When you access the website, information is automatically stored in so-called server log files. This includes:

• Browser type and version
• Operating system used
• Referrer URL
• Hostname of the accessing computer
• Time of server request
• IP address

This data is temporarily needed to display our website to you permanently and without problems. In particular, this data serves the following purposes:

• Website system security
• Website system stability
• Error correction on the website
• Connection establishment to the website
• Website display

3.2 Cookies

This website uses so-called cookies. These are data sets or information stored in your browser and related to our website. By setting cookies, we can make it easier for you to navigate the website.

In our cookie consent tool, you will find all information about the cookies we use on our website (if applicable, after your consent).

3.3 Data Processing Through User Input

If you contact us by email, phone, or through our contact form, we process your data to handle your request. The legal basis is Art. 6 (1) lit. f GDPR or Art. 6 (1) lit. b GDPR. The data is deleted once the purpose is no longer applicable.

3.4 Appointment Scheduling Tool (Calendly)

To schedule an appointment with us, we integrate the functions of Calendly on our website.
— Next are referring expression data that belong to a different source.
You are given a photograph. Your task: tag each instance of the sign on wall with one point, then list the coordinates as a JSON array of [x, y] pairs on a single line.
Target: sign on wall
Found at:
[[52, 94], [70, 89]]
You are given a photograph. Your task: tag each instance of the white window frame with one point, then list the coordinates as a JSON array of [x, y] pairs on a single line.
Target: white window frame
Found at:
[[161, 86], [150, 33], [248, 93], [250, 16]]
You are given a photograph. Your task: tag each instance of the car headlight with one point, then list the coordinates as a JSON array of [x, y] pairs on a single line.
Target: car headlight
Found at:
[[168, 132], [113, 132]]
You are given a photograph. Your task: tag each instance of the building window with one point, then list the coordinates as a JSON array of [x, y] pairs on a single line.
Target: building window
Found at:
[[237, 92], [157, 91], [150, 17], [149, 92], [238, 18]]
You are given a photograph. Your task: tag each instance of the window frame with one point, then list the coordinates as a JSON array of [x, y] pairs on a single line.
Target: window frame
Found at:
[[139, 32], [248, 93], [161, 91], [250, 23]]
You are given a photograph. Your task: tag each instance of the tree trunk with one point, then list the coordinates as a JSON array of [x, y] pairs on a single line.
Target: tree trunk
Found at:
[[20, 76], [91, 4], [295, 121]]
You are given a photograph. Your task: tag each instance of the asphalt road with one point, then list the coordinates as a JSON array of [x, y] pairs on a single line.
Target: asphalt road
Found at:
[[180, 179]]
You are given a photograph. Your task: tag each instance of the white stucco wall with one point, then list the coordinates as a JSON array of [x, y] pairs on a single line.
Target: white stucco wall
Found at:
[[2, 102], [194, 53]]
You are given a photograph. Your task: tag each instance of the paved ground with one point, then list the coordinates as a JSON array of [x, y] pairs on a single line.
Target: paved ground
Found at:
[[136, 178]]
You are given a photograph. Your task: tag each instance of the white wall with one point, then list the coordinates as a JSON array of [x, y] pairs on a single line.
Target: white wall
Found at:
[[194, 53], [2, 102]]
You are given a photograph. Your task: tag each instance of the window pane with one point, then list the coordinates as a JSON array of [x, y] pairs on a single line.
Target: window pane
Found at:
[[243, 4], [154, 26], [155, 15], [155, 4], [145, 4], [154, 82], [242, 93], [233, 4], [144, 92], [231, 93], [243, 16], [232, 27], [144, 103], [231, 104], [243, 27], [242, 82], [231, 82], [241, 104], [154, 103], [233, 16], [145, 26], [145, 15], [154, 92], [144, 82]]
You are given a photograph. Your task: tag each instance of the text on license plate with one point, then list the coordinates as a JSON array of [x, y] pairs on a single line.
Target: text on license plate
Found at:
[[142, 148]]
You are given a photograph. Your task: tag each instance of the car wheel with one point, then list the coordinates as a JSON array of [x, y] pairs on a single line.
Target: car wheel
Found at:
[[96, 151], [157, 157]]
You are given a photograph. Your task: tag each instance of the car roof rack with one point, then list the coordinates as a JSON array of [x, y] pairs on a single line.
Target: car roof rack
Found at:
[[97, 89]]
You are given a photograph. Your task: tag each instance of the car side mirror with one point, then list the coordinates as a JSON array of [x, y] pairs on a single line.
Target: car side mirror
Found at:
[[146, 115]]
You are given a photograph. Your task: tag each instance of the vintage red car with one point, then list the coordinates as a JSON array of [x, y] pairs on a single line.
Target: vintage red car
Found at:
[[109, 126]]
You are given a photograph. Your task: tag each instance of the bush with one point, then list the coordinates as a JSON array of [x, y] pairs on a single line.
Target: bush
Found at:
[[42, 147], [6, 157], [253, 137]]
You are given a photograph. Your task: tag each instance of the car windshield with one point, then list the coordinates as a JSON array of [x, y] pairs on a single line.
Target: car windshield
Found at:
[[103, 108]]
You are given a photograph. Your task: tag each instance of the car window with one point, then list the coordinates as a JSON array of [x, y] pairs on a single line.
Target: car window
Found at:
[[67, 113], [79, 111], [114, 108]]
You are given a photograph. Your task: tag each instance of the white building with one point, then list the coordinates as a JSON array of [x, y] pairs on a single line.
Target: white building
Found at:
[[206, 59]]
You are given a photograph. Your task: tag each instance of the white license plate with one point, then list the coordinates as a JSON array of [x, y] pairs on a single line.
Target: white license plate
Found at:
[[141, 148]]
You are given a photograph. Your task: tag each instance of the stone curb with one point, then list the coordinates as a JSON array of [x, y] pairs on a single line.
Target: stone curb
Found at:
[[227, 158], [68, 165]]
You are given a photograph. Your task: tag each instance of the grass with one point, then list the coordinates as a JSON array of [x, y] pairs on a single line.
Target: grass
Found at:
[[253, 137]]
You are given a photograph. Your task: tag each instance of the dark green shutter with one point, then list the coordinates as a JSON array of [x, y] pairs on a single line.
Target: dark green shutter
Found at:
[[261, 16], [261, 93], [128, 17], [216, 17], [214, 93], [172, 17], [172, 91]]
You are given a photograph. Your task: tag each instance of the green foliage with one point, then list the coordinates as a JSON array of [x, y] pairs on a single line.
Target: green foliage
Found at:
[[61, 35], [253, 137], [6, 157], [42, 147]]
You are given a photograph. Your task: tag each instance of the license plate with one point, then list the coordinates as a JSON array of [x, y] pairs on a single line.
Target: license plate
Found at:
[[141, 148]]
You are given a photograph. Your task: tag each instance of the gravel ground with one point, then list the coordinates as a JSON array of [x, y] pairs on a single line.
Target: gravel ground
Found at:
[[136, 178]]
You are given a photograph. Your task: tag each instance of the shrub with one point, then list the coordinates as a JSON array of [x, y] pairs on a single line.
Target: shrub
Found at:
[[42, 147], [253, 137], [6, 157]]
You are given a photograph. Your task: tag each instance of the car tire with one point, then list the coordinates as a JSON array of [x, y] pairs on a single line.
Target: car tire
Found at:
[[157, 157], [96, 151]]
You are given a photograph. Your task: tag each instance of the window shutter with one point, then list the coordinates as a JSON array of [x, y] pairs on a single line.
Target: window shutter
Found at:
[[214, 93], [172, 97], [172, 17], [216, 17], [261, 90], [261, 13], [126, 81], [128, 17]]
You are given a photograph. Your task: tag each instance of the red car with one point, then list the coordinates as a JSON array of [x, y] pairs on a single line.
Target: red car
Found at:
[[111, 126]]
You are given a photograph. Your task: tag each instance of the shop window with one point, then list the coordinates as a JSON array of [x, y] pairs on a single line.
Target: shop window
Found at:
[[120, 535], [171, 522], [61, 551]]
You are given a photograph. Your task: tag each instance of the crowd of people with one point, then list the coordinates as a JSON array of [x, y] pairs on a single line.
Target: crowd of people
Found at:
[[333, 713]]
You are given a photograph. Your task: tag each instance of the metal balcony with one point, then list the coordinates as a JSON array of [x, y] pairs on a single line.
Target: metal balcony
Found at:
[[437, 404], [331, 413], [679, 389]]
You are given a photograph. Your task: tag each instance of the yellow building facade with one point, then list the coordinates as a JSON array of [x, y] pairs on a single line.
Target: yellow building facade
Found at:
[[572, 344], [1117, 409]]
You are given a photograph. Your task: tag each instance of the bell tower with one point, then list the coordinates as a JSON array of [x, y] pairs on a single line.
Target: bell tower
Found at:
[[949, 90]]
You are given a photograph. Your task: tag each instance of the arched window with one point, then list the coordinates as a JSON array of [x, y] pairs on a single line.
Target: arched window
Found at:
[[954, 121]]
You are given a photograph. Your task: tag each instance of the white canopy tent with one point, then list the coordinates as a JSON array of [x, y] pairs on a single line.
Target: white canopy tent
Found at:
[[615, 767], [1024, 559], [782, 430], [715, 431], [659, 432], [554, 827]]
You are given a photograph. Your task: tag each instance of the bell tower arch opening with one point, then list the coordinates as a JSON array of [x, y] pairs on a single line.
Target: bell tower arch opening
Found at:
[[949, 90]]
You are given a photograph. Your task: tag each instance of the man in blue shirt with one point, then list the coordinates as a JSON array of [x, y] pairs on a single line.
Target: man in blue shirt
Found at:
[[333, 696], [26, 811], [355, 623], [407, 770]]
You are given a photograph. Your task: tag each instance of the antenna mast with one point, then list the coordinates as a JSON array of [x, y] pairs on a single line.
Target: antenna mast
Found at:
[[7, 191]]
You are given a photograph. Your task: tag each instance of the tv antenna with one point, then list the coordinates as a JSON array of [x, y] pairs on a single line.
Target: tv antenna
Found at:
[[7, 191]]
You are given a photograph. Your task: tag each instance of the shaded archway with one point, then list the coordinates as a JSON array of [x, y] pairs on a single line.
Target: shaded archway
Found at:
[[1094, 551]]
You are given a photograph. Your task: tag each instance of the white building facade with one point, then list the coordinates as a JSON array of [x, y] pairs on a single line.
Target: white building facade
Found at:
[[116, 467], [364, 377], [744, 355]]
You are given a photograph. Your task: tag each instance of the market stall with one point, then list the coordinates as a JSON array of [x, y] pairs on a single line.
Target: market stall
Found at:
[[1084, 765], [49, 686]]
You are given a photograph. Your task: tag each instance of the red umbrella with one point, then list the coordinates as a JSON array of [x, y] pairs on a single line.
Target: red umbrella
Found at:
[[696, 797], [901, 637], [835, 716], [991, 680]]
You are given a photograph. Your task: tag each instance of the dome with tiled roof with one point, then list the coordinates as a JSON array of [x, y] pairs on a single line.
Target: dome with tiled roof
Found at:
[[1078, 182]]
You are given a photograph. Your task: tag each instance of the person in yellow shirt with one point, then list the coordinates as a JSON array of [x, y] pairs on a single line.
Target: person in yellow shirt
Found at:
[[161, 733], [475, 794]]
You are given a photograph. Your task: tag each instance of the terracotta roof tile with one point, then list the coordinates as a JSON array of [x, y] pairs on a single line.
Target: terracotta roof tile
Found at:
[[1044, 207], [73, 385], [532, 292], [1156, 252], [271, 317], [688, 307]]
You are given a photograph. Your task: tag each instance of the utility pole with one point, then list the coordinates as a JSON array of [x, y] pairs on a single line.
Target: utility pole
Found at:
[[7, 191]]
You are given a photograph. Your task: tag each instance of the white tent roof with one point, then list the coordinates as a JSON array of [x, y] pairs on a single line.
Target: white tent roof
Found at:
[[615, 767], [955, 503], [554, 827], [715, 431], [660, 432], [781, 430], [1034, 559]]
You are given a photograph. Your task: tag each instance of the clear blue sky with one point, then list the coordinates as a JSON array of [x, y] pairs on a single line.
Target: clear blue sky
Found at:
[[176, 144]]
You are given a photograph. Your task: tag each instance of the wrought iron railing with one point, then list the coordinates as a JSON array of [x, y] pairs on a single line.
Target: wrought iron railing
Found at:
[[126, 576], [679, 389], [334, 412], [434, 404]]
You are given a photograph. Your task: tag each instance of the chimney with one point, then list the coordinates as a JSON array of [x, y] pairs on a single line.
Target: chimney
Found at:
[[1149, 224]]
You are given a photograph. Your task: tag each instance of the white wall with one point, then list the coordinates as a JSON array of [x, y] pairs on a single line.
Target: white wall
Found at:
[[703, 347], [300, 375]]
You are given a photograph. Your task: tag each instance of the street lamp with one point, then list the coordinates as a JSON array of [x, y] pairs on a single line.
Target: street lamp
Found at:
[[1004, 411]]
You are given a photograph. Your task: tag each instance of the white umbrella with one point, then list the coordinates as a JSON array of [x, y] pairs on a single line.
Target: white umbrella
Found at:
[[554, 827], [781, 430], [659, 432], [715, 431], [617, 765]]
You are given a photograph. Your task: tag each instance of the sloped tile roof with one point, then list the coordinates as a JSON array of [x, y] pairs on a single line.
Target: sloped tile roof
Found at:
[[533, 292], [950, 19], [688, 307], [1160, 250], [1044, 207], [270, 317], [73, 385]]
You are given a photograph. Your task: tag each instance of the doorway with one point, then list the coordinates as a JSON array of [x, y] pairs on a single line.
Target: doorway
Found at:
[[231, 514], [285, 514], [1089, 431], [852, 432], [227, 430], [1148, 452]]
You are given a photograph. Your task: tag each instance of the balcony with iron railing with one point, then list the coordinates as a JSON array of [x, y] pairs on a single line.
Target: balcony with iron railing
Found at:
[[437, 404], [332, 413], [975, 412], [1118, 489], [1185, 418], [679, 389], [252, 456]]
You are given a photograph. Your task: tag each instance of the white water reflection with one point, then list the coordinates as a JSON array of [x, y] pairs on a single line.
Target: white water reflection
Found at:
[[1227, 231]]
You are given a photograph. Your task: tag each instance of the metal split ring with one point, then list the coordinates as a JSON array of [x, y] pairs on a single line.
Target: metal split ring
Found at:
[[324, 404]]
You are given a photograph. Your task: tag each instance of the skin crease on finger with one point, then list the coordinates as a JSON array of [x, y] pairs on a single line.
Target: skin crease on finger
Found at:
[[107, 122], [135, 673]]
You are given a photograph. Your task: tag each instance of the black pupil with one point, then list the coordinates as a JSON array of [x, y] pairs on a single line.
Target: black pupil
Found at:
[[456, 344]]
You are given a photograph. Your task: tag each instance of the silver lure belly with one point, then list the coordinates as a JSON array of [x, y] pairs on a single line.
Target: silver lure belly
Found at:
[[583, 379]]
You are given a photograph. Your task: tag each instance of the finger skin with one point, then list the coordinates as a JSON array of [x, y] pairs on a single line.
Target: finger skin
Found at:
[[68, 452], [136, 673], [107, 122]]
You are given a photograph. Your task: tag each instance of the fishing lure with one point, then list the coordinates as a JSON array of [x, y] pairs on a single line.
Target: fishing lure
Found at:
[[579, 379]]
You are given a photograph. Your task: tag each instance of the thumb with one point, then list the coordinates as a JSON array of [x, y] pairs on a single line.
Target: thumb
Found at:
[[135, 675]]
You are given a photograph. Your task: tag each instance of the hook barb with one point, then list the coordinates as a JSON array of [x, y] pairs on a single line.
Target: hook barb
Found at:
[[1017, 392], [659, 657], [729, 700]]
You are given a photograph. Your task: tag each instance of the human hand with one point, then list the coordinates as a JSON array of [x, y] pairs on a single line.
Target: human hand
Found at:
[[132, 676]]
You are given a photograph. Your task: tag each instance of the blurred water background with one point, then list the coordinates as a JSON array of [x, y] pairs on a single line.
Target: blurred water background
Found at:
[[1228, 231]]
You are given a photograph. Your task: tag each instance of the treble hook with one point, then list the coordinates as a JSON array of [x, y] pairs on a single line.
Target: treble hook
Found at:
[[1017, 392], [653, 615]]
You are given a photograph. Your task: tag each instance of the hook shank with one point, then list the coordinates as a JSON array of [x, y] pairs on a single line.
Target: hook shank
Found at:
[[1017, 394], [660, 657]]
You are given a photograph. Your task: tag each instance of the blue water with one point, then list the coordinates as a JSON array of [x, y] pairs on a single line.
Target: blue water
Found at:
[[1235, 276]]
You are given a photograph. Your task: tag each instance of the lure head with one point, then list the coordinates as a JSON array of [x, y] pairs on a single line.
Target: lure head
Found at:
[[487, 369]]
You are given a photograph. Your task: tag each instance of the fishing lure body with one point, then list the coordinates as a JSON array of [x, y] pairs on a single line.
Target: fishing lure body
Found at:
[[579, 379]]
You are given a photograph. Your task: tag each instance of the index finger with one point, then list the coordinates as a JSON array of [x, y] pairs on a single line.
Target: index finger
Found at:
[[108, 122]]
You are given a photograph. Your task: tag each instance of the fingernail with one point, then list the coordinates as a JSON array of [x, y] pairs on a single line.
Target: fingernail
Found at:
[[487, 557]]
This service is provided by Calendly LLC, 271 17th St NW, 10th Floor, Atlanta, Georgia 30363, USA.

The data requested for this is used for planning, conducting, and following up on the appointment and is stored on Calendly servers.

For more information, visit: https://calendly.com/pages/privacy

3.5 Cookie Consent Tool (Cookiebot)

To ensure that only cookies with a legal basis are set on our website, we use the consent management tool Cookiebot from Cybot A/S, havnegade 39, 1058 Copenhagen, Denmark.

This service is used to obtain and document the consent of website visitors to store certain cookies in their browser or use certain technologies in compliance with data protection regulations.

3.6 Social Media Profile (LinkedIn)

We operate a LinkedIn profile at https://www.linkedin.com/. This social network is operated by LinkedIn Corporation, 2029 Stierlin Court, Mountain View, CA 94043, USA.

When you visit our LinkedIn profile and interact with us through it, we process personal data. The legal basis for this processing is Art. 6 (1) lit. f GDPR.

4. Your Rights in Detail

4.1 Right to Information (Art. 15 GDPR)

You can request information about whether personal data concerning you is being processed. If so, you can request further information about how it is being processed.

4.2 Right to Rectification (Art. 16 GDPR)

This right includes the correction of incorrect data and the completion of incomplete personal data.

4.3 Right to Erasure (Art. 17 GDPR)

This so-called 'right to be forgotten' gives you the right to request the deletion of your personal data under certain conditions.

4.4 Right to Restrict Processing (Art. 18 GDPR)

You can request the restriction of processing of your personal data.

4.5 Right to Data Portability (Art. 20 GDPR)

You have the right to receive your data in a common format and have it transmitted to another controller.

4.6 Right to Object (Art. 21 GDPR)

You can generally object to the processing of your personal data.

4.7 Right to Lodge a Complaint (Art. 77 GDPR)

You have the right to lodge a complaint with a data protection authority if you believe that processing of your personal data violates this regulation.

5. Changes to This Privacy Policy

The current version of this privacy policy is dated 31.10.2025. From time to time, it may be necessary to update the content of this privacy policy to reflect actual and legal changes. We therefore reserve the right to change this privacy policy at any time. We will publish the updated version in the same place and recommend that you read the privacy policy regularly.